An open API service indexing awesome lists of open source software.

https://github.com/pyro-ppl/brmp

Bayesian Regression Models in Pyro
https://github.com/pyro-ppl/brmp

Last synced: 9 months ago
JSON representation

Bayesian Regression Models in Pyro

Awesome Lists containing this project

README

          

# Bayesian Regression Models

This is an attempt to implement
a [brms](https://github.com/paul-buerkner/brms)-like library in
Python.

It allows Bayesian regression models to be specified using (a subset
of) the lme4 syntax. Given such a description and a pandas data frame,
the library generates model code and design matrices, targeting
either [Pyro](https://pyro.ai/)
or [NumPyro](https://github.com/pyro-ppl/numpyro).

## Resources

* [API documentation](https://brmp.readthedocs.io/en/latest/).
* [Examples](https://nbviewer.jupyter.org/github/pyro-ppl/brmp/tree/master/brmp/examples/).
Notebooks showing the library been used to fit models to data.

## Current Status

### Model Specification

#### Formula

Here are some example formulae that the system can handle:

| Formula | Description |
|----|----|
| `y ~ x` | Population-level effects |
| `y ~ 1 + x` ||
| `y ~ x1:x2` | Interaction between variables |
| `y ~ 1 + x0 + (x1 \| z)` | Group-level effects |
| `y ~ 1 + x0 + (1 + x1 \| z)` ||
| `y ~ 1 + x0 + (1 + x1 \|\| z)` | No correlation between group coefficients |
| `y ~ 1 + x0 + (1 + x1 \| z1:z2)` | Grouping by multiple factors (untested) |
| `y ~ 1 + x0 + (x1 \| z0) + (1 + x2 \|\| z1)` | Combinations of the above |

#### Priors

Custom priors can be specified at various levels of granularity.

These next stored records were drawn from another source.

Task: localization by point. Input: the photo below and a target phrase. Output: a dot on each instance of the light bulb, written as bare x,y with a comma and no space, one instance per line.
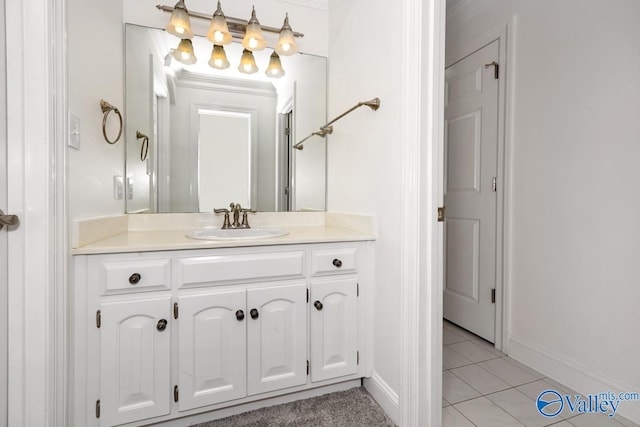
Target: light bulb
253,39
218,30
274,69
247,63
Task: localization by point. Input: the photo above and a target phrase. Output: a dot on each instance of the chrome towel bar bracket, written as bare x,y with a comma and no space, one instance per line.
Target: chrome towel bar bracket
327,129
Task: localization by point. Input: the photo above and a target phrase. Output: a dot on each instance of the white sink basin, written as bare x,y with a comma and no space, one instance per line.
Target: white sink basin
237,233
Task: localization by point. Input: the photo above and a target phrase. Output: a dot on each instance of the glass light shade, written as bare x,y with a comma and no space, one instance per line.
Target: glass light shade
218,32
184,52
179,24
218,58
247,63
286,42
253,38
274,69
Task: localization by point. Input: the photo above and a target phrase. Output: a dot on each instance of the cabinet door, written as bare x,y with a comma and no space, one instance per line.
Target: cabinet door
334,328
212,350
135,380
276,337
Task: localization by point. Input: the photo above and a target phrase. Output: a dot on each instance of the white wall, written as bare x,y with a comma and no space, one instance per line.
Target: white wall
311,21
575,229
95,71
364,156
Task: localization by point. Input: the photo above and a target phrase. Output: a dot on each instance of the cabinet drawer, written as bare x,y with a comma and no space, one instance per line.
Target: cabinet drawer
333,261
122,276
240,268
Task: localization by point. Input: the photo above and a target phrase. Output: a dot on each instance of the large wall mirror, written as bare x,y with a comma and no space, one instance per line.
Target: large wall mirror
198,138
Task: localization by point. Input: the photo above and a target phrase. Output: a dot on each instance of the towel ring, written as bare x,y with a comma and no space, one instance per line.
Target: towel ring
144,150
106,109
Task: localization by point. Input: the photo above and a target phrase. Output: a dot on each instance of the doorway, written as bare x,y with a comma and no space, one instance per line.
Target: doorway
471,191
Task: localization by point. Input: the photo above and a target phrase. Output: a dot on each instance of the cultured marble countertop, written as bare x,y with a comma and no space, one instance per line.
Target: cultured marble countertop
155,240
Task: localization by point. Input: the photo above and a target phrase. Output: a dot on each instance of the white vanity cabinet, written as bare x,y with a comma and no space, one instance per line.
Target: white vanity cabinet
164,335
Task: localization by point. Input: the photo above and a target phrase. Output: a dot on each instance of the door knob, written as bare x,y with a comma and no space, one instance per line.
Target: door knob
8,220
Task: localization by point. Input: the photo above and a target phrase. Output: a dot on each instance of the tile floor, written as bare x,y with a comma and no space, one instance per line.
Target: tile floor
483,387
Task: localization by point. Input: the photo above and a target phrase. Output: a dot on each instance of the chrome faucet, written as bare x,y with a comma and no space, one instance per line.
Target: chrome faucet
235,209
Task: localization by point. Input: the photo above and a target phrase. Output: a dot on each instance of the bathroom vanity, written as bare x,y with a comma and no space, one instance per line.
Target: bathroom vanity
165,327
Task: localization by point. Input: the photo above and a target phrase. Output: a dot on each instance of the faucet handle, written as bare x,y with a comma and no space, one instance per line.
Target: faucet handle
245,219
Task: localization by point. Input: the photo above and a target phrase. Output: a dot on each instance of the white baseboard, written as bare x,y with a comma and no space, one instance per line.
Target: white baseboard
571,374
384,396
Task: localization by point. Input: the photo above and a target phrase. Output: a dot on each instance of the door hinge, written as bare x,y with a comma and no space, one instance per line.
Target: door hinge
496,69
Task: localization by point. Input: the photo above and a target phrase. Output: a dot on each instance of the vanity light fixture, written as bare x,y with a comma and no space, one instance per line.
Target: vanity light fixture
179,24
247,63
218,58
219,30
286,42
184,52
253,38
274,69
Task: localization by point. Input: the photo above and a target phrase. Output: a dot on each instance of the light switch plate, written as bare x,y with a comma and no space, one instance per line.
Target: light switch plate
74,131
118,187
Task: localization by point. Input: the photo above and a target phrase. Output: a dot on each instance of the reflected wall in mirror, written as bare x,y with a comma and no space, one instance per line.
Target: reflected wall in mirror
219,136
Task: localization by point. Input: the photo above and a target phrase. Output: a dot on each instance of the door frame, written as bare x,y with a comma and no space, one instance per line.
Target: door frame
36,152
505,37
423,63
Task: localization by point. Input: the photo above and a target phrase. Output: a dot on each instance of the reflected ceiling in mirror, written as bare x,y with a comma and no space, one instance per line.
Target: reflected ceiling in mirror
220,136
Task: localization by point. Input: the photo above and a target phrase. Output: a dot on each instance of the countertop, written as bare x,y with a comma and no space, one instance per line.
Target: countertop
158,240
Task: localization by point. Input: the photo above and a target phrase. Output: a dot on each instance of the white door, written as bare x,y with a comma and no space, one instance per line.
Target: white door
212,355
135,376
276,337
471,153
334,328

For
example, users can specify:

* A prior to be used for every population-level coefficient.
* A prior to be used for a particular population-level coefficient.
(The system is aware of the coding used for categorical
columns/factors in the data frame, which allows priors to be
assigned to the coefficient corresponding to a particular level of a
factor.)
* A prior to be used for all columns of the standard deviation
vector in every group.
* A prior to be used for all columns of the standard deviation
vector in a particular group.
* A prior to be used for a particular coefficient of the standard
deviation vector in a particular group.
* etc.

Users can give multiple such specifications and they combine in a
sensible way.

#### Response Families

The library supports models with either (uni-variate) Gaussian or
Binomial (inc. Bernoulli) distributed responses.

### Inference

The Pyro back end supports both NUTS and SVI for inference. The
NumPyro backend supports only NUTS.

The library includes the following functions for working with
posteriors:

* `marginals(...)`: This produces a model summary similar to that
obtained by doing `fit <- brm(...) ; fit$fit` in brms.
* `fitted(...)`: This implements some of the functionality available
in brms through
the [`fitted`](https://rdrr.io/cran/brms/man/fitted.brmsfit.html)
and [`predict`](https://rdrr.io/cran/brms/man/predict.brmsfit.html)
methods.

## Limitations

* All formula terms must be column names. Expressions such as
`sin(x1)` or `I(x1*x2)` are not supported.
* The `*` operator is not supported. (Though the model `y ~ 1 + x1*x2`
can be specified with the formula `y ~ 1 + x1 + x2 + x1:x2`.)
* The `/` operator is not supported. (Though the model `y ~ ... |
g1/g2` can be specified with the formula `y ~ (... | g1) + (... |
g1:g2)`.)
* The syntax for removing columns is not supported. e.g. `y ~ x - 1`
* The response is always uni-variate.
* Parameters of the response distribution cannot take their values
from the data. e.g. The number of trials parameter of Binomial can
only be set to a constant, and cannot vary across rows of the data.
* Only a limited number of response families are supported. In
particular, Categorical responses (beyond the binary case) are not
supported.
* Some priors used in the generated code don't match those generated
by brms. e.g. There's no Half Student-t distribution, setting prior
parameters based on the data isn't supported.
* The centering data transform, performed by brms to improve sampling
efficiency, is not implemented.
* This doesn't include any of the fancy stuff brms does, such as its
extensions to the lme4 grouping syntax, splines, monotonic effects,
GP terms, etc.
* The `fitted` function does not implement all of the functionality of
its analogue in brms.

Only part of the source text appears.